The children have returned to the fields but sadly, the parents have, too

Editorial by

CHAD HOBBS

Messenger Staff 


A thicket, maybe a couple of football fields deep, is all that separates my house from Flaherty Community Park. As sporting events came to a screeching halt last spring due to COVID, a silence fell over my backyard. The usual sounds of coaches instructing, fans cheering and metal bats “pinging” disappeared. The lights that usually shine through the trees at night from their poles high above the park went dark, and grass sprouted up in the infields for the first time ever, as children were forced to spend all spring and summer locked down at home.

It was a beautiful thing when we were able to open the park back up this season for baseball and softball. Walking around the fields at night, I see kids smiling again. The masks are gone, the silence is over and their cleated feet “till” the dirt and sand once more as they sprint around the bases.

Sadly, however, as the weeks have passed and spring has turned into summer, some of the adults in the stands have grown out of their pacification of just being happy at having their kids back on the field and have started slipping back into their old, often toxic, ways.

I recently spoke with a parent from one of the other parks that plays in the Tri-County League with Flaherty. I have coached against her son for years, as he is the same age as my son, and he is a great little infielder and pitcher for his team. Recently, after pitching three strong innings with his team in the lead, he was taken off the mound before the final inning. His replacement had an off night and allowed the opposing team to come back and win the game. Afterwards she was venting her frustration about him being taken out, when he informed her that it wasn’t the coach but himself that had asked to be removed from the mound. He inaccurately thought he was doing a terrible job and didn’t want to lose the game for his team—an explanation that she struggled to understand.

I totally understood, though. Early in this season, I had one of my best athletes on the mound for the first time. He came into the game with his team holding a one run lead over a big rival. Two walks and a hit batter later, I found myself at the mound trying to calm a twelve year old down that was well on his way to a full blown panic attack. Three wild pitches after that, I had to pull him when he had a complete emotional meltdown on the mound.

As I explained to the aforementioned mother about this incident on my team, I have spent more time working on what is going on between my pitchers’ ears than on their mechanics since that incident. Regardless of talent or fundamentals, eighty percent of what separates good pitchers from bad ones is what happens in their head right before they start their windup.

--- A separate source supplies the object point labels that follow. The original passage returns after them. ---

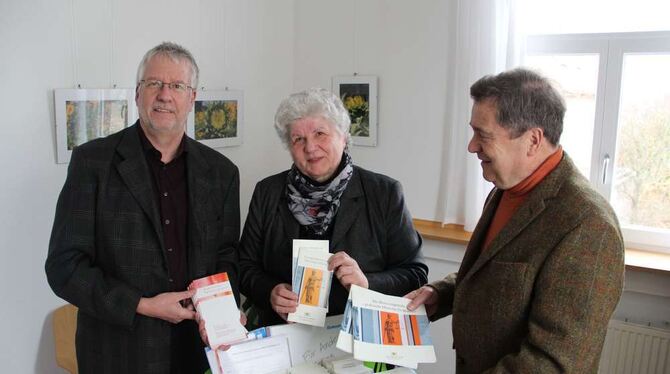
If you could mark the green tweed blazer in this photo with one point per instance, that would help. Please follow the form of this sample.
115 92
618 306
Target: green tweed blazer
538 300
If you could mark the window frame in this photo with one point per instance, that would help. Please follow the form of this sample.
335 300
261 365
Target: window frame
611 49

It’s hard enough to get a young pitcher to block out everything and focus on a normal year, but this year has added a new element—the emotional fragility that many of these kids are struggling with after being locked away in solitude for a year. A lot of weight goes on a pitcher’s shoulders to begin with. All eyes are on them, as no action begins until they make a pitch, and they feel it, regardless of age.  

 Then when they throw a bad pitch, a chorus of “You’ve got this Little Johnny; just throw strikes” echoes across the field from their teammates, the stands from the parents and the dugout from the coaches. Even with the best of intentions, everyone at the game in that moment has put a huge mountain of pressure on a child, and it is often repeated 20 to 40 times just in one game, or until the kid buckles under the stress. This isn’t necessarily something new, but this year more kids than ever seem to be struggling to deal with that kind of pressure.

On top of this, there is the bad behavior of some parents that stands to ruin it all. Back before COVID, a referee making $20 a game at an AAU middle school basketball tournament in Paducah was hospitalized for nine days after being assaulted by a coach after one of the games. The 60 year old official suffered a broken collarbone, a cracked sinus cavity and concussion from the incident all because the coach thought a foul should have been called at the end of the game. Just recently, a T-ball championship in Eastern Kentucky was ended after coaches and parents started fighting on the field over a disputed call. Here in Meade County, the youth football program has to pay for a police officer to come to each game after an adult altercation on the field several years ago. The MCHS baseball team’s season started with a parent making waves because their child and his hair were more important than the integrity and success of the program. The MCHS softball season ended in the resignation of the winningest fast pitch coach in Kentucky history because a contingency of parents couldn’t deal with their children losing starting positions to underclassmen and claimed she was too tough on some of the girls. In fact, I get more calls from disgruntled parents wanting stories written about what they deem as bad coaches who have failed to see their little Johnnie or Susie in the same shining light as the parent does than any other thing pertaining to Meade County.

It is long past time that parents realize their role in the stands is to be seen and not heard, unless it’s a time to cheer. Their constant screaming and coaching from the stands only confuses, distracts, and embarrasses a child at best. At worst, it whittles away from the officiating and coaching pool to the point everyone from youth sports leagues to the Kentucky High School Athletic Association are struggling to find enough officials to officiate sporting events. It’s harder and harder to find coaches, as well. They are all getting tired of putting up with parents’ verbal and physical abuse.  

 Toxic parents have become a cancer that threatens to kill youth sports once and for all, and for what? Meade County hasn’t produced a career professional ball player since PeeWee Reese, almost a century ago. Just let them have fun.